Ее мужа тоже выписали из реанимации, теперь его переводили в “учреждение хронической реабилитации”. Мы обе знали, что “отделение хронической реабилитации” – то же самое, что брошюры страховых компаний и больничные координаторы именуют попросту хосписами. Но вслух мы этого не говорили. Она хотела, чтобы мужа перевели в одиннадцатикоечное отделение активной реабилитации в нейропсихиатрической больнице университетского медцентра, но его туда не приняли. “Не приняли”, – так она сказала. Ее беспокоило, как она будет добираться до учреждения хронической реабилитации – в наличии имелись койки либо в учреждении возле аэропорта, либо в Чайнатауне, а она не умела водить машину. А у детей работа, серьезная работа, они не смогут возить ее каждый день.
Мы сидели на солнышке.
Я слушала. Она спросила про мою дочь.
Не хотелось признаваться, что мою дочь как раз переводят в одиннадцатикоечное отделение активной реабилитации в нейропсихологии.
В какой-то момент я заметила, что пытаюсь, словно овчарка, пасти врачей, одному интерну указываю на пролежень, другому напоминаю, что надо взять анализ мочи и проверить, нет ли крови в катетере, настаиваю на допплер-УЗИ, чтобы проверить, отчего болит нога – нет ли тромба, – и когда ультразвук показывает, что у Кинтаны в самом деле формируются тромбы, настырно повторяю: я хочу, чтобы пригласили для консультации специалиста по свертыванию крови. Я написала на бумаге имя специалиста, которого хотела пригласить. Предложила сама позвонить ему. Эти мои хлопоты отнюдь не завоевали мне симпатии молодых людей и девушек, составлявших основной персонал клиники (“Если вы беретесь вести этот случай, прошу меня уволить”, – сказал в итоге один из них), но зато я чувствовала себя менее беспомощной.

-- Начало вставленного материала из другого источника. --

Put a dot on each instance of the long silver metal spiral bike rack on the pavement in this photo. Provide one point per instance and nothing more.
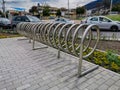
(75, 39)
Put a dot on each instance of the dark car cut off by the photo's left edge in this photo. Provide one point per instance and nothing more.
(5, 23)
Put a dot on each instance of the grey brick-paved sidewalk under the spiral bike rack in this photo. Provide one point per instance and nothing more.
(22, 68)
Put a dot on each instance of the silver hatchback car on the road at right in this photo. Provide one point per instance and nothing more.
(103, 22)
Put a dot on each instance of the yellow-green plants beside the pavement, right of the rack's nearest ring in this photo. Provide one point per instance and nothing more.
(107, 59)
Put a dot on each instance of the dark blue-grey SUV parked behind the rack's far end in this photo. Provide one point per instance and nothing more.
(26, 18)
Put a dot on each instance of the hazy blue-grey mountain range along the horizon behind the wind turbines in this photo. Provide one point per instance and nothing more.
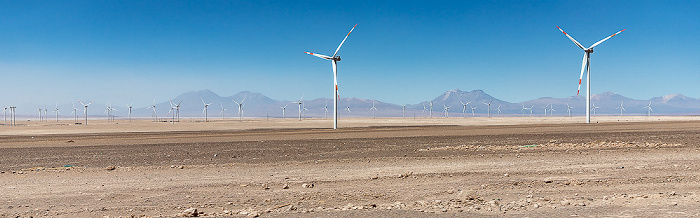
(259, 105)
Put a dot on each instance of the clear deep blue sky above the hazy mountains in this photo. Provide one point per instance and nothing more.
(400, 52)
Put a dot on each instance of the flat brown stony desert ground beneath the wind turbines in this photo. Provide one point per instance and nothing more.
(618, 166)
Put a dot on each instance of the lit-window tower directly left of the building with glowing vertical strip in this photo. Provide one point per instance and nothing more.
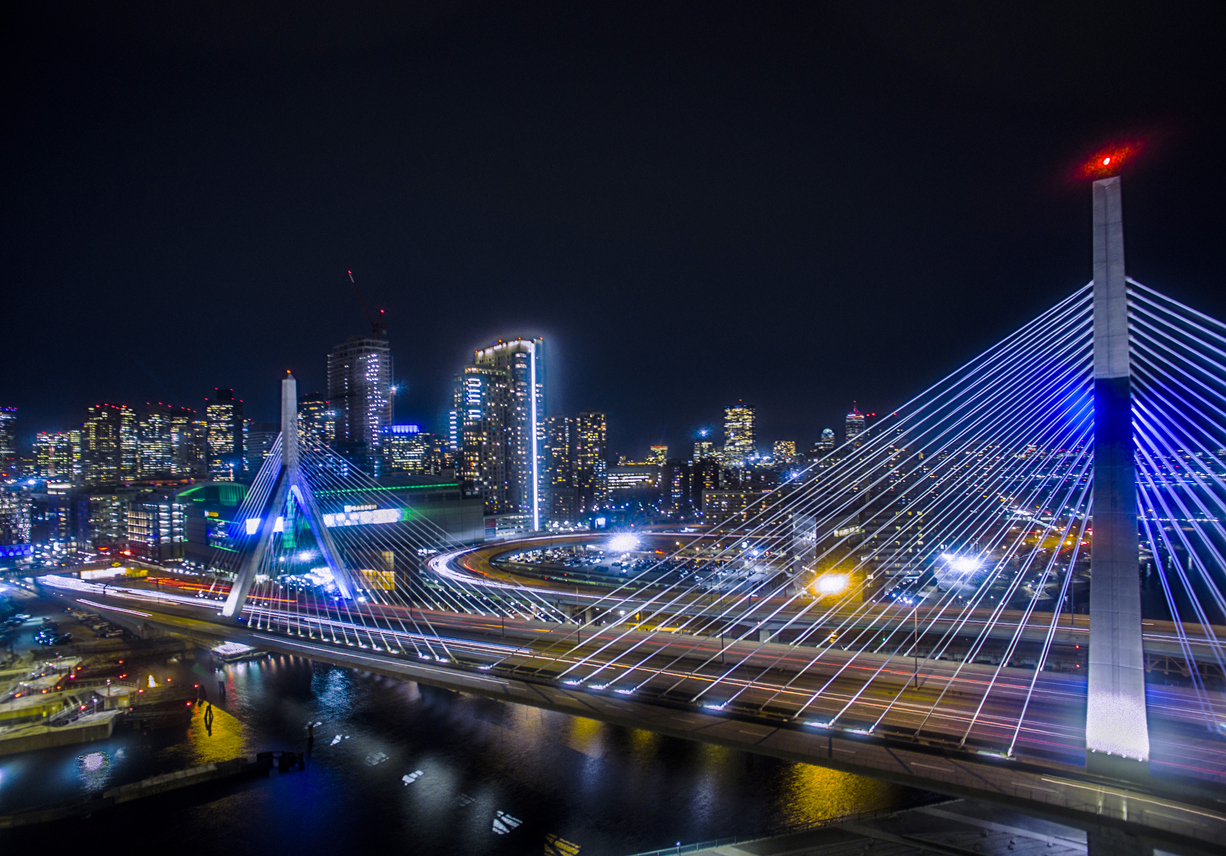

Помню, как усвоила в университетском медцентре названия множества анализов и шкал оценки. Ящик Кимуры, тест на тактильную дискриминационную чувствительность, шкала комы Глазго, шкала исходов Глазго. Смысл этих тестов и шкал я понимала весьма смутно. Помню также, как услышала сначала в “Бет Изрэил” и в медцентре Колумбийского университета, а потом в медцентре Калифорнийского университета названия множества резистентных больничных инфекций. В “Бет Изрэил” это был ацинетобактер баумании резистентный к ванкомицину.
– Так и определяется больничная инфекция, – сказал мне врач в медцентре Колумбийского университета. – Если бактерия устойчива к ванку, значит, больничная. Потому что ванк используют только в больницах.
В калифорнийском медцентре имелся МРЗС, метицилин-резистентный золотистый стафилококк, не путать с МРЭС, метицилин-резистентным эпидермальным стафилококком, который, как они сначала решили, высеялся у Кинтаны и который, похоже, сильнее напугал сотрудников больницы.
– Я не вправе объяснять, но поскольку ты беременна, тебе лучше не браться за этот случай, – посоветовала одна терапевт другой в пору МРЭС-переполоха, оглядываясь на меня, будто я могла не разгадать этот шифр. Хватало и прочих названий больничных инфекций, но эти считались чемпионами. Каждый раз, когда обнаруживалась очередная бактерия – виновник повышенной температуры или воспаления мочевых путей, – первым делом персонал надевал защитные халаты, маски, перчатки. Тяжело вздыхали уборщицы, которым приходилось полностью облачаться для того, чтобы зайти в палату и забрать мусор. Метицилин-резистентный золотистый стафилококк в калифорнийском медцентре был бактериемией – инфекцией, распространяющейся в крови. Услышав это, я спросила врача, который осматривал Кинтану, не может ли заражение крови привести к повторному сепсису.
– Ну, сепсис – это клинический термин, – ответил врач, продолжая осмотр.
Я повторила вопрос.
– Сепсис наблюдается, начальная стадия, – бодро сообщил врач. – Но мы даем ей ванк, и пока что давление крови держится.
Так. Снова мы ждем и гадаем – не упадет ли давление крови до критического уровня.
Снова высматриваем признаки септического шока.
А потом опять будем смотреть на льдины на Ист-Ривер.